The proposed changes will impact about 200,000 wheeled vehicles across the Army and about 800,000 M4 and M16 rifles. 

In armories, the new rules could cut annual maintenance work in half, replacing quarterly servicing of M4 and M16 rifles with a semi-annual service.

Lakes, who works as a senior ordnance logistics officer at Joint Base Lewis-McChord, said the changes will affect just about every person on every Army installation. The proposal reaches across most tactical vehicle platforms and should reduce the workloads of  operators, maintainers, and soldiers that “put scheduled maintenance on training calendars and plan resources.”

“This is going to reduce the amount of keystrokes that we have to put in computers. It’s going to reduce the amount of maintenance we’re doing on the equipment. It’s going to reduce the man hours that we’re having to expend,” Lakes said.

Under the new rules, one official said, soldiers would see particular benefits in the weeks before a deployment. As an example, the official said, a unit with a large number of trucks might need eight weeks to deploy — loading onto trains and boats in the U.S., crossing an ocean, and unloading at an operational site. Under current rules, every truck that might come due for service during those eight weeks would have to be serviced beforehand.

“That’s time Soldiers could be spending with family,” the official said.

The working group found that the Army was also still relying on outdated, manual ways of doing maintenance.

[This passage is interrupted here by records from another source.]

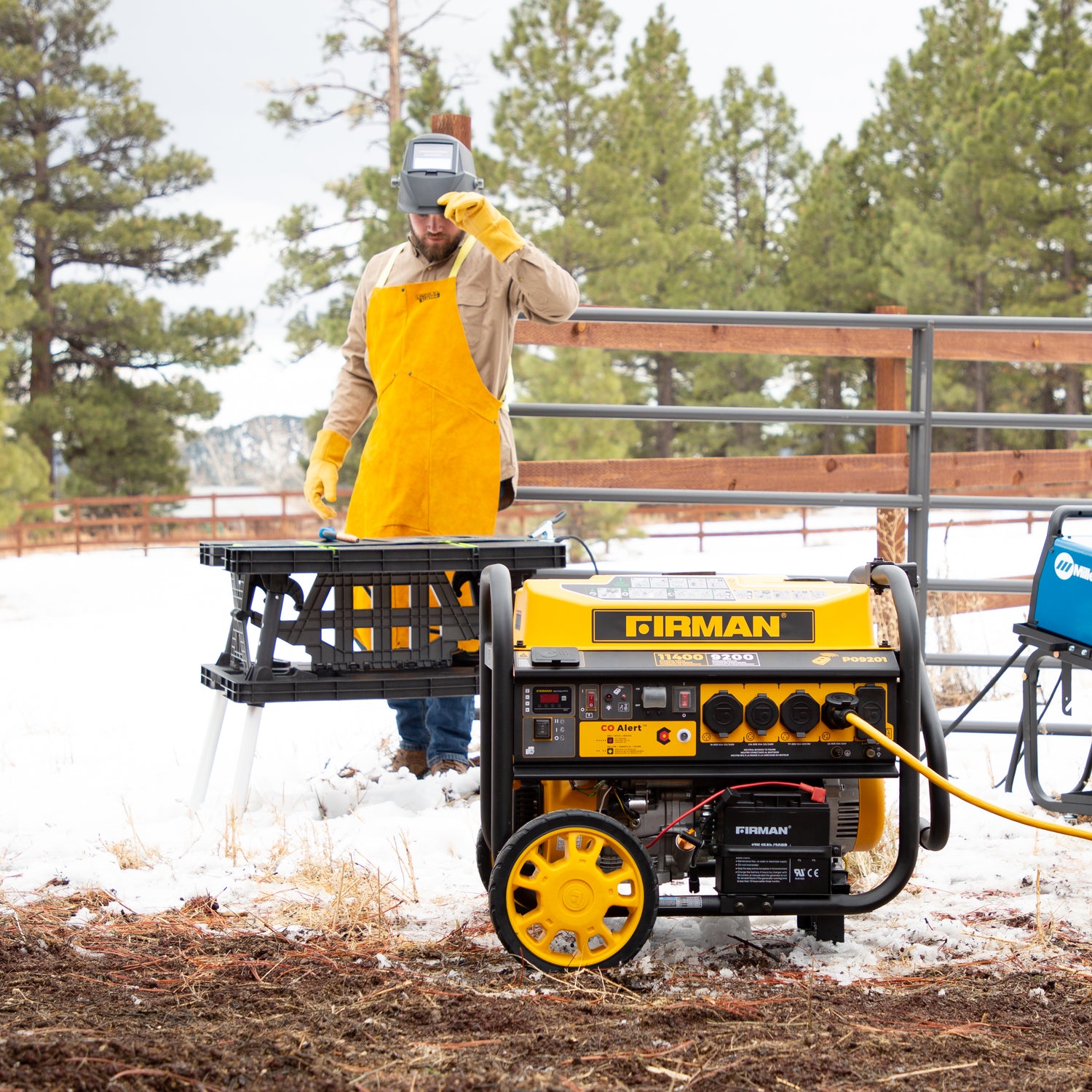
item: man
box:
[304,133,580,778]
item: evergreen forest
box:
[0,0,1092,515]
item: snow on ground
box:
[0,510,1092,980]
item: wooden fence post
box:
[432,114,471,148]
[873,304,906,646]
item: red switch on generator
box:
[672,686,696,713]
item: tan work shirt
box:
[323,232,580,486]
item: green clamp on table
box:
[190,535,566,812]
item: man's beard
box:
[410,227,467,262]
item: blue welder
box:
[1028,505,1092,657]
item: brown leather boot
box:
[391,747,430,780]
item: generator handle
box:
[871,565,951,851]
[478,563,513,858]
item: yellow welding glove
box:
[304,428,349,520]
[438,192,526,262]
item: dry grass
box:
[102,804,163,869]
[845,801,899,891]
[249,827,417,938]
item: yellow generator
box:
[478,561,948,970]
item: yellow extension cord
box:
[845,713,1092,842]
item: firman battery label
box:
[592,611,816,644]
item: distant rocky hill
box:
[183,417,310,491]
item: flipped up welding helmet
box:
[391,133,485,216]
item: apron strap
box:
[376,242,410,288]
[451,235,478,277]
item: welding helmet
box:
[391,133,485,216]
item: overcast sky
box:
[94,0,1028,425]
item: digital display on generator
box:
[531,686,572,713]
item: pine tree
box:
[1007,0,1092,448]
[0,221,50,528]
[676,66,810,456]
[493,0,618,279]
[266,0,454,356]
[862,0,1021,449]
[0,0,246,494]
[587,4,720,456]
[786,140,890,454]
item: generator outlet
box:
[701,690,744,736]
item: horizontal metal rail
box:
[520,485,1088,515]
[570,307,1092,333]
[509,402,1092,432]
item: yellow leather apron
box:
[345,236,502,651]
[345,236,502,539]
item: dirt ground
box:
[0,899,1092,1092]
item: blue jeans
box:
[387,695,474,766]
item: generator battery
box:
[1028,506,1092,646]
[716,794,841,895]
[716,845,834,895]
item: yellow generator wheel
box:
[489,808,660,971]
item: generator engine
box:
[480,563,947,969]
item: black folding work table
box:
[191,537,566,812]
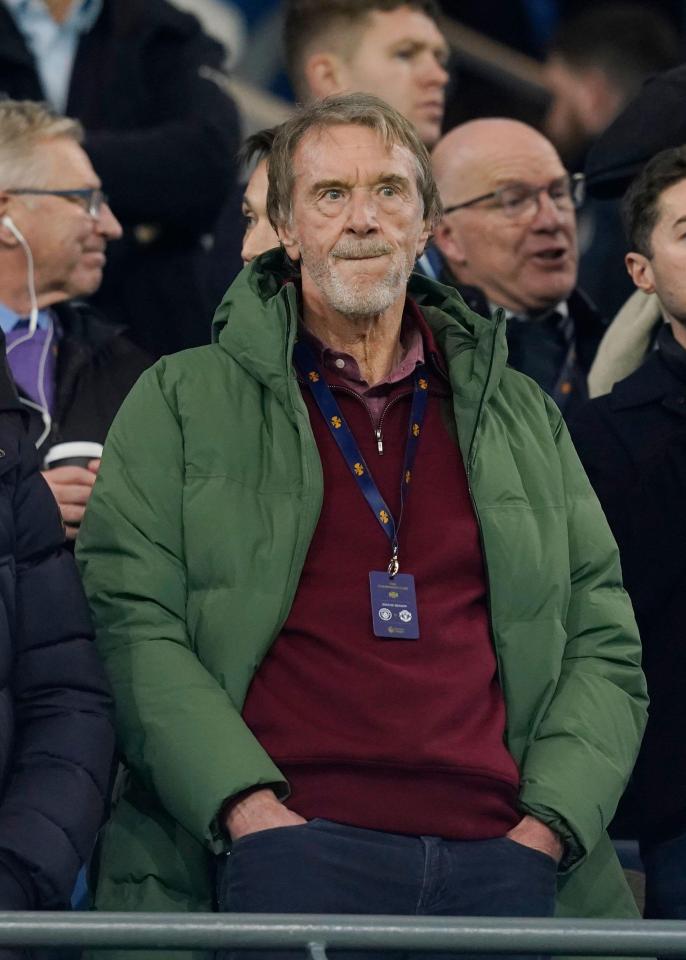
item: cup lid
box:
[43,440,102,467]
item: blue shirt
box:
[2,0,103,113]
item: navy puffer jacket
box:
[0,360,114,910]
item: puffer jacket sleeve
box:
[0,414,114,910]
[520,401,648,870]
[77,360,288,850]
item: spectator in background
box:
[544,2,679,317]
[586,65,686,397]
[572,147,686,920]
[0,100,149,539]
[0,0,239,356]
[284,0,449,147]
[240,127,279,263]
[0,346,114,944]
[432,118,603,414]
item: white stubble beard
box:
[300,244,415,319]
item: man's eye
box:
[500,190,531,210]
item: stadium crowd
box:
[0,0,686,960]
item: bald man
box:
[428,118,604,415]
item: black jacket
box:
[570,327,686,840]
[418,255,606,418]
[0,343,114,910]
[14,300,150,453]
[0,0,239,356]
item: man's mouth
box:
[531,247,568,263]
[331,241,393,260]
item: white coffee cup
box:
[43,440,102,470]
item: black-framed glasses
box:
[443,173,586,220]
[5,187,107,220]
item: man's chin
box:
[67,267,102,300]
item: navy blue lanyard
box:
[293,340,429,577]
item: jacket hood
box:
[212,250,507,402]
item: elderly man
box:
[80,94,645,960]
[284,0,449,147]
[571,147,686,920]
[430,118,603,414]
[0,0,239,357]
[0,348,114,948]
[0,100,148,539]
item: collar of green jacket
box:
[212,249,507,404]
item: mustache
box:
[331,239,393,260]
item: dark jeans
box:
[217,820,557,960]
[641,834,686,920]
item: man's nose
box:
[348,190,379,234]
[95,203,123,240]
[422,53,450,90]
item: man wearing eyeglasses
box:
[422,118,604,415]
[0,100,148,539]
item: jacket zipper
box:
[466,310,507,712]
[298,377,412,457]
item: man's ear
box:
[0,190,19,247]
[417,220,432,260]
[434,217,467,272]
[303,53,343,100]
[624,252,655,293]
[276,223,300,263]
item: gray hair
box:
[0,99,83,190]
[267,93,443,230]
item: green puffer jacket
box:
[78,252,647,960]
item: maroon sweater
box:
[243,311,520,839]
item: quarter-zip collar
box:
[213,250,507,446]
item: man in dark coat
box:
[0,348,114,958]
[0,100,149,539]
[430,118,604,416]
[571,147,686,920]
[0,0,239,356]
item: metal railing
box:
[0,912,686,960]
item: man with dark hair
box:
[284,0,449,146]
[432,117,603,415]
[545,2,679,162]
[572,147,686,920]
[544,0,679,318]
[240,127,279,263]
[79,94,645,956]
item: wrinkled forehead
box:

“A lot of these processes are still paper-based and we know they shouldn’t be,” Marsh said. As technology improves and proliferates the Department of Defense and its services, the advent of AI-based predictive maintenance will also play a role, he said.

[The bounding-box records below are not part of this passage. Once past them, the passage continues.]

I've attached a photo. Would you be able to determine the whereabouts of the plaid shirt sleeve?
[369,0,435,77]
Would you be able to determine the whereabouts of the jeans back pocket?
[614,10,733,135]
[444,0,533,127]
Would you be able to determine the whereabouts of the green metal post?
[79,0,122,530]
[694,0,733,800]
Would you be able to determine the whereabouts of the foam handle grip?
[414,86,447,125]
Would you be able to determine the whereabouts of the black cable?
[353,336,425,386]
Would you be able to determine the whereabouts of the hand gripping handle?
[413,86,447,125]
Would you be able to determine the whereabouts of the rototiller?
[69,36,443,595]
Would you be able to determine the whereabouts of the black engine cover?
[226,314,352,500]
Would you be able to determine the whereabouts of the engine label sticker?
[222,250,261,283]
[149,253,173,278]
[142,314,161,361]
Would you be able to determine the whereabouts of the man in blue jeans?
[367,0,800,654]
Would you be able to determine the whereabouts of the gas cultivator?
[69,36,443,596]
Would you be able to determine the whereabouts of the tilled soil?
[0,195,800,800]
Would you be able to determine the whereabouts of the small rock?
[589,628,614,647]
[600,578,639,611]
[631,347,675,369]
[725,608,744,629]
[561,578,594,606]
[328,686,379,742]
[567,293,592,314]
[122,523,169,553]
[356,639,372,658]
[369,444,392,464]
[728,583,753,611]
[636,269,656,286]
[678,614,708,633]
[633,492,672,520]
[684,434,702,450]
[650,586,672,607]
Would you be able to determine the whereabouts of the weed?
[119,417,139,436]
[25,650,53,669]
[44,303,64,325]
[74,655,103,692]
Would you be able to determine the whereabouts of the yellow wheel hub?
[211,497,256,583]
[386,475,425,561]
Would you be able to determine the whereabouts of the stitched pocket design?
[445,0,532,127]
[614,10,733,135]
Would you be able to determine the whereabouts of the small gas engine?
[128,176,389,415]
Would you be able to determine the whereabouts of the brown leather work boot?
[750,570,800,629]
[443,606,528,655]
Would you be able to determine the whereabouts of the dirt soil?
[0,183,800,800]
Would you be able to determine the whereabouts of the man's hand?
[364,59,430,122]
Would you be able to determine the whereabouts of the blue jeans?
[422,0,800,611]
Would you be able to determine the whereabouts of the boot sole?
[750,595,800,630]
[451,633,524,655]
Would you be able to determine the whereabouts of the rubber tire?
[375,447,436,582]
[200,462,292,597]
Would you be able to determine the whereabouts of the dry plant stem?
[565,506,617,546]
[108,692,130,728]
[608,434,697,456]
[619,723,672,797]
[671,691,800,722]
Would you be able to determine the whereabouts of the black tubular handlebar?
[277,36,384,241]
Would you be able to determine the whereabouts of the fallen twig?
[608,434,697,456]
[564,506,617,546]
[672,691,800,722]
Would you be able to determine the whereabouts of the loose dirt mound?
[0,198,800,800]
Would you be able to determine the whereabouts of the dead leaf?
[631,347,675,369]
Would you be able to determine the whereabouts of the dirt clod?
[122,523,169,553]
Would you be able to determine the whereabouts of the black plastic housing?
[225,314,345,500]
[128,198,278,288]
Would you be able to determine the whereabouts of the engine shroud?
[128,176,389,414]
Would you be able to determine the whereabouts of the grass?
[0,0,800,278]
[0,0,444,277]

They also found maintenance challenges with the size and variability of Army fleets. The more types of equipment in motor pools, the more systems that maintainers have to be familiar with, Marsh said. 

One daily motorpool chore that will not be affected by the new rules, however, is Motorpool Mondays.

Officials confirmed that the new rules will not affect the use of operator preventive maintenance checks and services, or PMCS forms. Soldiers will still need to fill out the infamously detailed forms on a vehicle’s health before and after use. 

For vehicles, the new rules will apply to Humvees and three larger cargo trucks the Army uses known as Medium Tactical Vehicles, Palletized Load System trucks, and Heavy Expanded Mobility Tactical Trucks. The Army will also assess usage-based intervals for other types of vehicles like M915 tractors, M916 tractor trucks, and the Joint Light Tactical Vehicle.

Once the report is publicly released, commands can follow the revised service scheduled immediately, Marsh said. For future equipment, the Army will implement usage-based intervals from the beginning.

The service interval changes do not alter or replace operator preventive maintenance checks and services which are often completed by a vehicle/platform operator before, during, and after use. 

The initiative came about from looking at civilian maintenance practices and Gen. George’s “personal interest in reducing burdens on soldiers,” Marsh said.